طعامُ مسكين : makanan kepada orang miskin, mengenai qira’ah untuk kalimat ini dibawah akan kami jelaskan.
ً فَمَن تَطَوَّعَ خَيْرًافَهُوَ خَيْرٌ لَّهُ : menurut ibnu Abbas kalimat tersebut berarti seseorang yang telah memberi makan orang miskin, menurut thowus yaitu orang yang rela memberi makan orang miskin dan menurut mujahid adalah banyaknya orang miskin yang diberi maka memberi tambahan kebaikan kepada si pemberi.[6]
وَأَن تَصُومُواْ :dan berpuasa bagi orang-orang yang mampu, dlomir disini tidak kembali kepada orang-orang yang sakit, safar, hamil, menyusui dan orang yang renta. Karena bagi mereka berbuka itu lebih baik dari pada berpuasa.[7]

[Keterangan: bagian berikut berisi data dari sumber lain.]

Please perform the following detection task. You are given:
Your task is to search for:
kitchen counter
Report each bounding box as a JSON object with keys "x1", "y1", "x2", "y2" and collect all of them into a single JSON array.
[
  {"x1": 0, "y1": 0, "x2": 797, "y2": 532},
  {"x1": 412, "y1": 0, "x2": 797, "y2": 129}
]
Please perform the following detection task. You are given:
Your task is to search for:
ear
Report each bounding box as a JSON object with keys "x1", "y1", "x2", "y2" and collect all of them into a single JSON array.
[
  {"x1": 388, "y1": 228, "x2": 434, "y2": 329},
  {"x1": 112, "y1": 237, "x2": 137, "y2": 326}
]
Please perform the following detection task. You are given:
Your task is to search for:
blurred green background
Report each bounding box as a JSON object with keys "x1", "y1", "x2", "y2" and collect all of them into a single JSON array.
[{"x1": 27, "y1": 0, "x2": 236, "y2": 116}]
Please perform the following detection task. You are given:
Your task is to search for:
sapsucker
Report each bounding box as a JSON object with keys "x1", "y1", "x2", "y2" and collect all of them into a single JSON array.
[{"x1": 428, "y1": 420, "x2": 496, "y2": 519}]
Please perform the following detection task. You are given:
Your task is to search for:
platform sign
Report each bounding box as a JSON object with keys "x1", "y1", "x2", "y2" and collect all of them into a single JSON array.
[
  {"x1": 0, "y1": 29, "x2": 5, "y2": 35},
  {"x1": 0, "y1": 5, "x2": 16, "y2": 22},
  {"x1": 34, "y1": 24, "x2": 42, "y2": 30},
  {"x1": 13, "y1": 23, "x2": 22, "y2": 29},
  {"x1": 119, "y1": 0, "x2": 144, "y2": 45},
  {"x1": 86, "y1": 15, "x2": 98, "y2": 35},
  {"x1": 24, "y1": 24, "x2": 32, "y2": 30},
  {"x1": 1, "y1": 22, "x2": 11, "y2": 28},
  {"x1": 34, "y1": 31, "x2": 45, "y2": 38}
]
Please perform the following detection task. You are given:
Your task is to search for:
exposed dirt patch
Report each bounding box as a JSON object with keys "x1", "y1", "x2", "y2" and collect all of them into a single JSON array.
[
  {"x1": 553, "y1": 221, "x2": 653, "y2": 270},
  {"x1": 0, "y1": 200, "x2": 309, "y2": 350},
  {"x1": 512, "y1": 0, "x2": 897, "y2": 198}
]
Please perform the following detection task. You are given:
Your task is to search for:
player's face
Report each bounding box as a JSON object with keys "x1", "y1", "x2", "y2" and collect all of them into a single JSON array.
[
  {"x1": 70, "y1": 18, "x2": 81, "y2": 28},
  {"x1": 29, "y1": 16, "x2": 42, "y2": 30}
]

خَيْرٌ لَّكُمْ : lebih baik dari pada membayar fidyah dan melaksanakan kebajikan.[8]
إِنْ كُنْتُمْ تَعْلَمُونَ : jika kamu mengetahui (keutamaan puasa dan segala kebaikan yang menyertainya), yang termasuk dalam lafadz ini adalah ahlul ilmi yang mau memikirkan keutamaannya. Sedangkan jawab dari lafadz ini dibuang, hal ini menunjukkan pada lafadz sebelumnya yaitu boleh memilih antara puasa atau tidak.[9]
شهر رمضان : menurut akhfasy kalimat ini menjadi rofa’ karena menafsiri lafadz أياماً  . رمضان berasal dari kata الرّمض, yang berarti panas. Dinamakan ramadlan karena membakar dosa-dosa.[10]
الذي أُنزل فيه القرآن            : yang mana al-qur’an diturunkan pada bulan itu, mengenai hal ini ada 3 pendapat, menurut ibnu abbas yaitu ketika alqur’an turun secara sekaligus dari baitul izzah menuju langit dunia itulah yang dinamakan lailatul qadar. Menurut mujahid dan dhohak yaitu turunnya alqur’an bersamaan dengan diwajibkannya puasa. Sedangkan menurut ibnu ishaq dan abu sulaiman ad-dimasyqi adalah yang dinamakan awal diturunkannya al-qur’an ketika ia disampaikan kepada nabi Muhammad SAW.[11]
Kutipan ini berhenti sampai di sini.